Nous défendons l’idée que, contrairement à ce que l’on entend souvent, le statut est moderne car il reste à ce jour l’outil le plus adapté pour garantir la réalisation des missions d’intérêt général. Bien entendu, il peut et il doit évoluer. C’est une nécessité pour s’adapter à l’évolution des besoins des citoyens et aux aspirations des nouvelles générations : faciliter les mobilités choisies, la promotion professionnelle, la formation tout au long de la vie… Mais généraliser le contrat et faire progressivement disparaître le statut, c’est non seulement renforcer l’arbitraire dans la gestion des carrières, mais c’est aussi étendre à la fonction publique le « paradigme du travail-marchandise », comme l’écrit le spécialiste du droit du travail Alain Supiot. Cela renvoie à une conception de la société ne devant reposer que sur la concurrence. Ainsi, les primes au rendement individuel, instillées de plus en plus fréquemment dans la fonction publique, témoignent du succès de cette vision des services publics. Or, nous considérons que, bien au contraire, ces derniers doivent reposer sur des principes de solidarité et sur le sens du collectif. Ce sont ces principes qui sont aujourd’hui modernes.
Nous traversons une période de « basculement », selon le discours présidentiel : plus que jamais, le bien commun et l’intérêt général devraient être notre boussole pour affronter les défis sociaux et écologiques. Pour cela, il faut des services publics forts ; il faut donc créer les conditions pour que de nombreux citoyens puissent s’y engager durablement.
C’est à ce prix que nous pourrons garantir le pacte républicain, et donc l’égalité d’accès à l’éducation, à la santé, à la justice et la paix sociale.
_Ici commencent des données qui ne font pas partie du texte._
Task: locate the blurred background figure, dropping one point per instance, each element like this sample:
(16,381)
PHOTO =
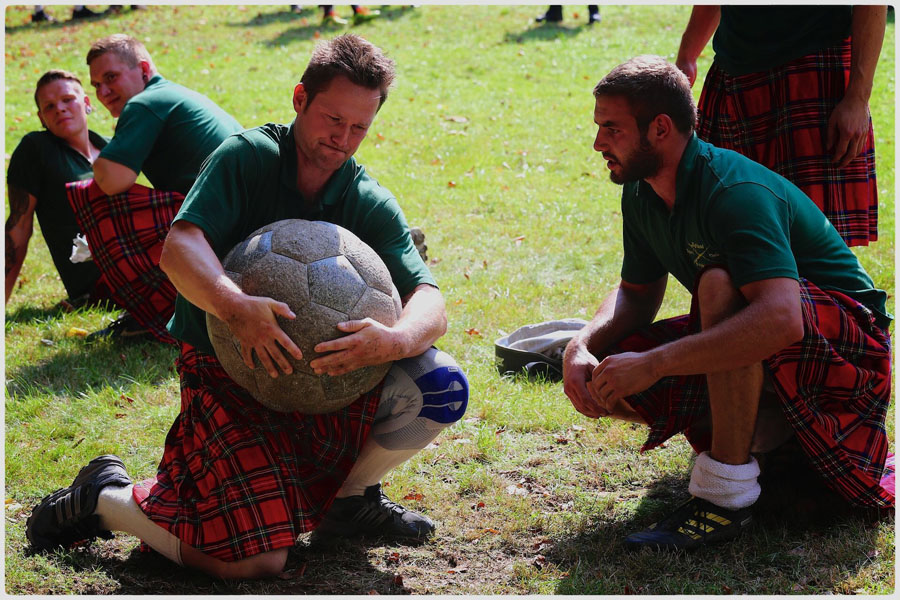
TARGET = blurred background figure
(79,11)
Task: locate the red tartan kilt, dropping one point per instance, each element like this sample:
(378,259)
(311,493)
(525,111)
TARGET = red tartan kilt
(237,479)
(779,119)
(125,233)
(834,387)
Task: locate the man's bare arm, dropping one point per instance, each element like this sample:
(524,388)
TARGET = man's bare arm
(113,177)
(19,227)
(848,125)
(421,323)
(702,25)
(628,308)
(196,272)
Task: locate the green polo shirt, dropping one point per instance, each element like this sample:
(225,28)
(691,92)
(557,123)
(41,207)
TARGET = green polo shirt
(734,212)
(757,38)
(42,164)
(167,131)
(251,181)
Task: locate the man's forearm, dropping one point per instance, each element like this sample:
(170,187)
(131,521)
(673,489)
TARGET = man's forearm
(19,227)
(867,37)
(14,259)
(112,177)
(749,336)
(194,269)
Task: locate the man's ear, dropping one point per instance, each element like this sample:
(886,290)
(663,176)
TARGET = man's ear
(299,98)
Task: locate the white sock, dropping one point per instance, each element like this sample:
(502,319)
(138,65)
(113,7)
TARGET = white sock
(373,463)
(118,511)
(728,486)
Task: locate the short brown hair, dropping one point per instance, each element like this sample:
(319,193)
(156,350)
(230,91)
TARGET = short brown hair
(652,86)
(51,76)
(360,61)
(131,51)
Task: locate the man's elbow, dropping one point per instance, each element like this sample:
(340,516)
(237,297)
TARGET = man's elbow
(111,188)
(790,329)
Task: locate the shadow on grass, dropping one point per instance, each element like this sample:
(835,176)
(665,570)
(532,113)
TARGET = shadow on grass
(307,31)
(543,33)
(797,519)
(79,367)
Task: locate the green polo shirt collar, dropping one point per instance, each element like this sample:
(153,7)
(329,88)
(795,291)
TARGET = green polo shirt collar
(334,187)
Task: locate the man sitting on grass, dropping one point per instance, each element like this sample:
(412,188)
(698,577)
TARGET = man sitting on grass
(39,169)
(783,316)
(166,131)
(239,482)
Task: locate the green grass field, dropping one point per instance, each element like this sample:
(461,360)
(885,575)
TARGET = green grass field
(486,140)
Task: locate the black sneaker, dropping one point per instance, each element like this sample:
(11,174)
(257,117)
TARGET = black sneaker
(374,514)
(67,515)
(124,328)
(553,15)
(695,523)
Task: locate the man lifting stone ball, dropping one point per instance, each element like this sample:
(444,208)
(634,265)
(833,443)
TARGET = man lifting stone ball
(239,482)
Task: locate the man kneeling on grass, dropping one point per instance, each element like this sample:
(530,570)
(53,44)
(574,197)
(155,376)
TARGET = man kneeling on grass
(239,482)
(784,320)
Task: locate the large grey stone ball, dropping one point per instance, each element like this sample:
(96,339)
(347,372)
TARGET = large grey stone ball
(326,275)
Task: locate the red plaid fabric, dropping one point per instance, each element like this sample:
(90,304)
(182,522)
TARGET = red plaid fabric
(237,479)
(834,387)
(778,118)
(125,233)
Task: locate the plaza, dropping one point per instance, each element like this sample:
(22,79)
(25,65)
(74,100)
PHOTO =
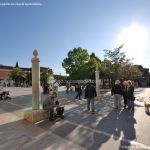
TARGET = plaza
(106,129)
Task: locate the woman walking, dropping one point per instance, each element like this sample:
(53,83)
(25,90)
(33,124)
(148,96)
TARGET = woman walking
(117,93)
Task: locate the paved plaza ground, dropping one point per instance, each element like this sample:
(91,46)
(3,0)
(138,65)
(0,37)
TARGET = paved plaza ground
(107,129)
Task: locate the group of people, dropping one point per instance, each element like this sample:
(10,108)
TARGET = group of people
(89,94)
(126,90)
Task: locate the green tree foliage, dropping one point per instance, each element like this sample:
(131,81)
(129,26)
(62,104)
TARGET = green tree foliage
(75,62)
(90,67)
(121,67)
(80,65)
(16,75)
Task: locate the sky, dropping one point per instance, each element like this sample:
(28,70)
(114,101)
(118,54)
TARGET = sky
(54,27)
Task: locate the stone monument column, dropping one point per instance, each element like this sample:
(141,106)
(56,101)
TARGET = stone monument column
(35,114)
(97,80)
(35,81)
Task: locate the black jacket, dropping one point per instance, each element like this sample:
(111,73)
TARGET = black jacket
(90,91)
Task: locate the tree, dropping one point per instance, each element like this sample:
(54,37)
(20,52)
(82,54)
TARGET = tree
(16,75)
(17,64)
(121,67)
(90,67)
(75,62)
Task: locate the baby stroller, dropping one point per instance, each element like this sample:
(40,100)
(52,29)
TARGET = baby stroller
(53,108)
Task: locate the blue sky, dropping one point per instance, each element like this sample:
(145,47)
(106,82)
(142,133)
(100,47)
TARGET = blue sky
(58,26)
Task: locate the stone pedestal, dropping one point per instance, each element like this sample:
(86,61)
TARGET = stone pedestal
(35,114)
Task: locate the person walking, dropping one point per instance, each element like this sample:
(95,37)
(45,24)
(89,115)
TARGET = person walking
(124,92)
(79,92)
(117,94)
(130,95)
(90,93)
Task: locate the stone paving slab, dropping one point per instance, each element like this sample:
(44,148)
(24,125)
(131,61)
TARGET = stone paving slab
(107,128)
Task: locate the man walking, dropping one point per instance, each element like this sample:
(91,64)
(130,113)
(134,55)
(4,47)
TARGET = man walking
(90,93)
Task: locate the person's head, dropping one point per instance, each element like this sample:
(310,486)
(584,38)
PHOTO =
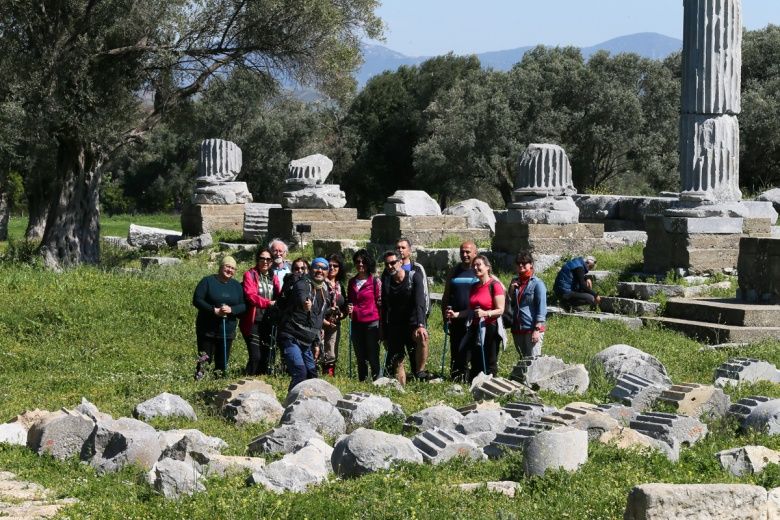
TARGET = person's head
(468,250)
(263,260)
(364,262)
(300,266)
(227,267)
(392,261)
(319,269)
(404,248)
(278,250)
(524,262)
(336,267)
(481,266)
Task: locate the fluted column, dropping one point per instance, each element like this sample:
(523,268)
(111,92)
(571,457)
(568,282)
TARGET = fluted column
(710,100)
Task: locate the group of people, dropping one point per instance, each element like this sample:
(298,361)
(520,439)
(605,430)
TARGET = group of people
(297,309)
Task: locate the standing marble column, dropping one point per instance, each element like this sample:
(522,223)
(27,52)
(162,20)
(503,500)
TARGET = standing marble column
(710,100)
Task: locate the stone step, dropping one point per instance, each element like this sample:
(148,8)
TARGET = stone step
(714,333)
(724,311)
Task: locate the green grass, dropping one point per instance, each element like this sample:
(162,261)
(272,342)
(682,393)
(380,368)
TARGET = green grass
(118,338)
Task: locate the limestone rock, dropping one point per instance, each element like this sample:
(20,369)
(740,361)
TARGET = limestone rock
(253,407)
(362,410)
(322,196)
(124,441)
(286,438)
(322,416)
(311,170)
(404,203)
(313,388)
(147,237)
(712,501)
(478,213)
(440,416)
(174,478)
(365,451)
(297,471)
(62,435)
(747,459)
(223,193)
(440,445)
(618,360)
(164,405)
(220,161)
(565,448)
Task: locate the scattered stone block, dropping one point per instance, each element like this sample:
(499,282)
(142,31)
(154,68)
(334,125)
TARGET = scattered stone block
(439,445)
(637,392)
(408,203)
(124,441)
(742,408)
(674,430)
(242,386)
(561,448)
(478,213)
(361,410)
(146,237)
(297,471)
(582,416)
(62,435)
(618,360)
(740,370)
(505,487)
(253,407)
(485,386)
(286,438)
(747,459)
(365,451)
(313,388)
(721,501)
(175,478)
(697,400)
(322,416)
(439,416)
(164,405)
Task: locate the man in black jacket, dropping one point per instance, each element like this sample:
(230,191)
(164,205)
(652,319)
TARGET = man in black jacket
(403,313)
(301,323)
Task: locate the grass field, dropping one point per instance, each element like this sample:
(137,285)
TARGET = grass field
(118,338)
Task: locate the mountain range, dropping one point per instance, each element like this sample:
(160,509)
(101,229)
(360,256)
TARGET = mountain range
(649,45)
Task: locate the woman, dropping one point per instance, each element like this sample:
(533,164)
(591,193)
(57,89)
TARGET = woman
(331,325)
(219,300)
(364,301)
(261,288)
(486,305)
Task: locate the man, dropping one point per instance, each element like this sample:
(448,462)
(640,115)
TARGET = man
(572,288)
(301,324)
(404,249)
(403,314)
(457,288)
(281,267)
(528,303)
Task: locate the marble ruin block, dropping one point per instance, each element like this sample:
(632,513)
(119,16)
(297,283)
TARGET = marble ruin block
(712,56)
(220,161)
(311,170)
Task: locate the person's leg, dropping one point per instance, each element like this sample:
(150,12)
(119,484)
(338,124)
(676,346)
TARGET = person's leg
(293,359)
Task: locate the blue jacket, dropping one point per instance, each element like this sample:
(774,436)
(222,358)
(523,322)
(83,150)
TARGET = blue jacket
(532,309)
(565,282)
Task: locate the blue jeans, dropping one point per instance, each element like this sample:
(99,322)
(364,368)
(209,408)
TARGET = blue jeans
(298,359)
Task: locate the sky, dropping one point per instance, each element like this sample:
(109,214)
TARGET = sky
(432,27)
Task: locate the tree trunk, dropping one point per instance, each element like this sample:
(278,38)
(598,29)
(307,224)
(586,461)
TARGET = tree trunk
(72,234)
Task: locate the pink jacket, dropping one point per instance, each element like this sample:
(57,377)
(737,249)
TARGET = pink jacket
(253,300)
(366,301)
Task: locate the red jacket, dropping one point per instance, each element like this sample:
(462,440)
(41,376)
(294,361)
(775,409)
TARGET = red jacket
(253,300)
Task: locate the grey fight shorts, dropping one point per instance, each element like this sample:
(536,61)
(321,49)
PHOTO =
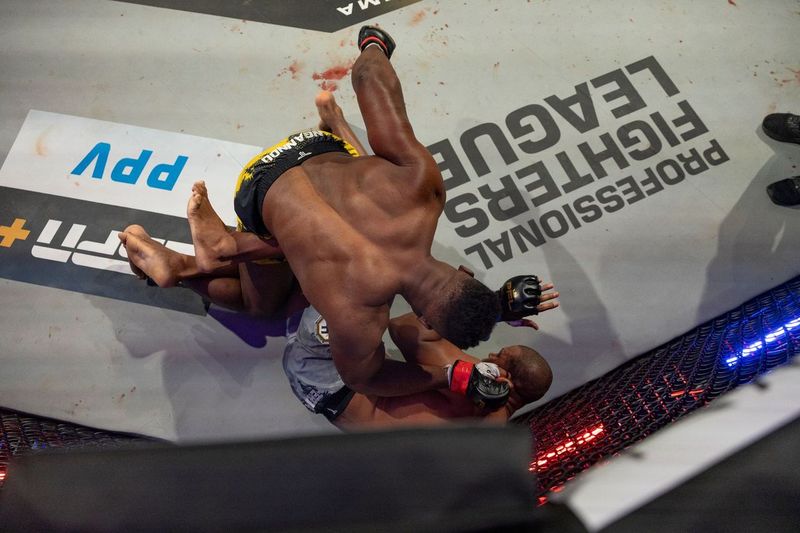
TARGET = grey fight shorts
(309,366)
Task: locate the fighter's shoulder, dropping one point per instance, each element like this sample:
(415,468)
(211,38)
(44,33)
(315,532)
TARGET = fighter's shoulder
(423,172)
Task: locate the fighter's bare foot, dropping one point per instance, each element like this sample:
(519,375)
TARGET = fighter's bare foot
(212,241)
(150,258)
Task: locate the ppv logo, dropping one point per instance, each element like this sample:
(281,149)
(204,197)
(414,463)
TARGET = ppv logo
(129,169)
(73,245)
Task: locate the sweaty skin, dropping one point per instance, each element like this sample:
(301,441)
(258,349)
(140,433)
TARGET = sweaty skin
(355,232)
(424,346)
(358,231)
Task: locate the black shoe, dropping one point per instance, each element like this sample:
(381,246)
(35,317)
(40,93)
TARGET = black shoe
(784,127)
(785,192)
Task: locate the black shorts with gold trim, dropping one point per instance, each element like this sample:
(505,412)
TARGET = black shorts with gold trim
(264,169)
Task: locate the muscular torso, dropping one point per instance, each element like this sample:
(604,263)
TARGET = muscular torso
(350,228)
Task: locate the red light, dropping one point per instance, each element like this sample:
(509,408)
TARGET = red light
(571,445)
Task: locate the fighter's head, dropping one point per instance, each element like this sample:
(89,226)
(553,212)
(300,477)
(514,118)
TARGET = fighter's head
(530,375)
(466,313)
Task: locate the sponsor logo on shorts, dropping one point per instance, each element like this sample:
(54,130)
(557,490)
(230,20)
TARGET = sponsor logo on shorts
(321,331)
(73,245)
(321,15)
(290,144)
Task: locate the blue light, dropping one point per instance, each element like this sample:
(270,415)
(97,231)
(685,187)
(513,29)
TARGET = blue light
(769,338)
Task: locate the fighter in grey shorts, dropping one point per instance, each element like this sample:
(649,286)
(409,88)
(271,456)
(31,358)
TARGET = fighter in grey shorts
(309,366)
(312,374)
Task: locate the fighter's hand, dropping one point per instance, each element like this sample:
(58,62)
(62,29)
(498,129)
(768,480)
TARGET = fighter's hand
(483,383)
(525,295)
(373,35)
(547,302)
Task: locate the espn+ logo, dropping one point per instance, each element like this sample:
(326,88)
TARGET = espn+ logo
(129,169)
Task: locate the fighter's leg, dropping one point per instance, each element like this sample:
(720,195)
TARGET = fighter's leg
(331,118)
(212,239)
(270,290)
(149,258)
(167,268)
(425,408)
(214,244)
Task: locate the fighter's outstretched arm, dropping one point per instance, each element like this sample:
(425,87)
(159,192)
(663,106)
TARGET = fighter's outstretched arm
(380,99)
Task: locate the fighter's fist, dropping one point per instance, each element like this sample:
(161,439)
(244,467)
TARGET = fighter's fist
(519,297)
(373,35)
(478,382)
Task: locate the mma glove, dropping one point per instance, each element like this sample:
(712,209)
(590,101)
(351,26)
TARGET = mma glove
(373,35)
(519,297)
(478,382)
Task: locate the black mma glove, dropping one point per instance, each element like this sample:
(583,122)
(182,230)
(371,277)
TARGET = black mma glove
(478,382)
(373,35)
(519,297)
Du sortir de la seconde guerre mondiale aux années 1980, les architectes du statut ont édifié la figure du « fonctionnaire-citoyen » au service de l’intérêt général et, in fine, comme l’un des rouages indispensables d’une véritable démocratie sociale. Y a-t-il plus moderne ?
Signataires : Michel Broué, chercheur en mathématiques, professeur à l’université Paris-Cité ; Lucie Castets, porte-parole du collectif Nos services publics ;Marie-Hélène Lafon, professeure de français en collège et écrivaine ; Claire Marin, professeure de philosophie en classe préparatoire et écrivaine ; Tiphaine Morvan, infirmière à l’hôpital public ; Emilien Ruiz, historien, professeur assistant à Sciences Po ; Rémi Salomon, médecin à l’hôpital public, professeur à l’université Paris-Cité.